ECPG still having thread problems on Linux
Hi all, it looks like Lee's ECPG (and libpq) thread-safety patches
have been applied, and configure --with-threads is also added. I
have been doing some testing.
On FreeBSD 4.8, the attached sample app runs without a problem.
However, I still encounter a threading problem on Linux (RedHat 7.3).
I have done the following:
1) cvs update
2) ./configure --with-threads && make && su -c "make install"

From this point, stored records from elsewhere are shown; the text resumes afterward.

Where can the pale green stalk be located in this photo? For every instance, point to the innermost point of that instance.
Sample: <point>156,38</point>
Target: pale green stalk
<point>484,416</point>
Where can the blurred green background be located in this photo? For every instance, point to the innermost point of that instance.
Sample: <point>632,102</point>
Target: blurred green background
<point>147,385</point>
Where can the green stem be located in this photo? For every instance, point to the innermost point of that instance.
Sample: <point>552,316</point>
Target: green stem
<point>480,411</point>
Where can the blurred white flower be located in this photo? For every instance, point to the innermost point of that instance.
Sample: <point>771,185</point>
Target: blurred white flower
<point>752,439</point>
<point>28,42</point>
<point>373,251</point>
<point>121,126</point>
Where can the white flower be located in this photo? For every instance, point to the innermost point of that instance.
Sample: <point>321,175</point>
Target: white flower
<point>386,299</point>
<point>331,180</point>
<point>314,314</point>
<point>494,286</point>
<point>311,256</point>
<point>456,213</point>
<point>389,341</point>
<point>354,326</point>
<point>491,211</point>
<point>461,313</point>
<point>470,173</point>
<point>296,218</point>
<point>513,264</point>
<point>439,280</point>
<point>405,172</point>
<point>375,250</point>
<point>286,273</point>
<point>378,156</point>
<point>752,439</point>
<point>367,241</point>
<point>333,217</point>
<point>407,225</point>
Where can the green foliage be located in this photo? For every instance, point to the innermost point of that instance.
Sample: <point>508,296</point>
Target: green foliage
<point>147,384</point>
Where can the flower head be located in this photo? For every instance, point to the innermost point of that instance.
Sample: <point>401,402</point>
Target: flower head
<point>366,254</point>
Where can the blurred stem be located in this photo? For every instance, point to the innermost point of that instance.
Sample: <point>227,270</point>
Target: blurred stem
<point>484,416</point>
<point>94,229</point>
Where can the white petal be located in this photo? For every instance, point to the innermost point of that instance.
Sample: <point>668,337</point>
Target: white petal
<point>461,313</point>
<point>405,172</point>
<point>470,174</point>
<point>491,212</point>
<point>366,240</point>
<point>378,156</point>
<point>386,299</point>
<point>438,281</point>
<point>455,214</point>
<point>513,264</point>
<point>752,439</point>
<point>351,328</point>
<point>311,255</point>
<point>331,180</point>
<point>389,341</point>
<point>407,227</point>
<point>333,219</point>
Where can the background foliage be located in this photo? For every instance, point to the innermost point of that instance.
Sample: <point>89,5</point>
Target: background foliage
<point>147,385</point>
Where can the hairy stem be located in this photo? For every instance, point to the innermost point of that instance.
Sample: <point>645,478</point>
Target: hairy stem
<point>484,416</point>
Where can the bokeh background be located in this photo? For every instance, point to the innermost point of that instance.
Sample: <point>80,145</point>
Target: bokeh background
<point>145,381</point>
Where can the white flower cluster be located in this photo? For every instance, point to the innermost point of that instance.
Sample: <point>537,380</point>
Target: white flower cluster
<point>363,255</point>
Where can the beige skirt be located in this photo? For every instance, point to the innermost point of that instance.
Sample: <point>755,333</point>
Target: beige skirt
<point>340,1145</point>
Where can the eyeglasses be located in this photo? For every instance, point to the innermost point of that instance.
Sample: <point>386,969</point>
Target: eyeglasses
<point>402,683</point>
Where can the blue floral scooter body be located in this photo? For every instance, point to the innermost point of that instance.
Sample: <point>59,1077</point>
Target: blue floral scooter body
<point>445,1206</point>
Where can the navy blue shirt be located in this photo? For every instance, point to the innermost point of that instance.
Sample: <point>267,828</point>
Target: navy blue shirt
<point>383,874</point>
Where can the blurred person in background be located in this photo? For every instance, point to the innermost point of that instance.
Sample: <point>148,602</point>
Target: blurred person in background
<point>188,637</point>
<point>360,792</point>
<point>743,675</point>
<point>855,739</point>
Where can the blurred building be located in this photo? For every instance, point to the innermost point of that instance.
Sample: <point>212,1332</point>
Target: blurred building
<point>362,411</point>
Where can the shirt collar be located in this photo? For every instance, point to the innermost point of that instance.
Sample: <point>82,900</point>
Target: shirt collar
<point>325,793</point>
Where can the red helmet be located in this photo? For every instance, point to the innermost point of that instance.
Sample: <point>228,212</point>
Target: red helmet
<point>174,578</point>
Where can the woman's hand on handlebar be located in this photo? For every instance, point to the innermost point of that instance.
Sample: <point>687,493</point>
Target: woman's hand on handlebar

3) compiled cn.pgc as follows:
a) ecpg -t cn.pgc
b) gcc -I/usr/local/pgsql/include -L/usr/local/pgsql/lib \
-lecpg -lpgtypes -pthread cn.c
4) ./a.out - one thread runs to completion (inserts 5 records),
the other hangs (manages one insert, then blocks forever)
Using gdb, I attached to the thread that has locked up, and the backtrace
looks like this:
(gdb) backtrace
#0 0x420e0187 in poll () from /lib/i686/libc.so.6
#1 0x4007d8cc in pqSocketPoll () from /usr/local/pgsql/lib/libpq.so.3
#2 0x4007d7ed in pqSocketCheck () from /usr/local/pgsql/lib/libpq.so.3
#3 0x4007d71f in pqWaitTimed () from /usr/local/pgsql/lib/libpq.so.3
#4 0x4007d6f5 in pqWait () from /usr/local/pgsql/lib/libpq.so.3
#5 0x4007bb53 in PQgetResult () from /usr/local/pgsql/lib/libpq.so.3
#6 0x4007bcbb in PQexec () from /usr/local/pgsql/lib/libpq.so.3
#7 0x40026d81 in ECPGexecute () from /usr/local/pgsql/lib/libecpg.so.4
#8 0x4002724c in ECPGdo () from /usr/local/pgsql/lib/libecpg.so.4
#9 0x08048927 in ins2 ()
#10 0x40043faf in pthread_start_thread () from /lib/i686/libpthread.so.0
Can anyone shed some light on why the behaviour differs between these two
platforms?
Also, perhaps someone other there with access to a different Linux setup
(maybe a more recent build than RedHat 7.3, or a different distro) could try
this app themselves to help verify if this is something that's stuffed on
that release. I think I can rule out this problem being a quirk of my
particular setup, as 3 different machines (all running RH7.3) give identical
results.
Build env:
Linux 2.4.18-3
gcc version 2.96 20000731 (Red Hat Linux 7.3 2.96-113)
Regards, Philip Yarra.
Attachments:
Philip, both your SELECTs are using the same database connection (and
it's undefined which one it is) without any locking. You need to add
"AT clauses" to specify an explicit connection. See attached diff.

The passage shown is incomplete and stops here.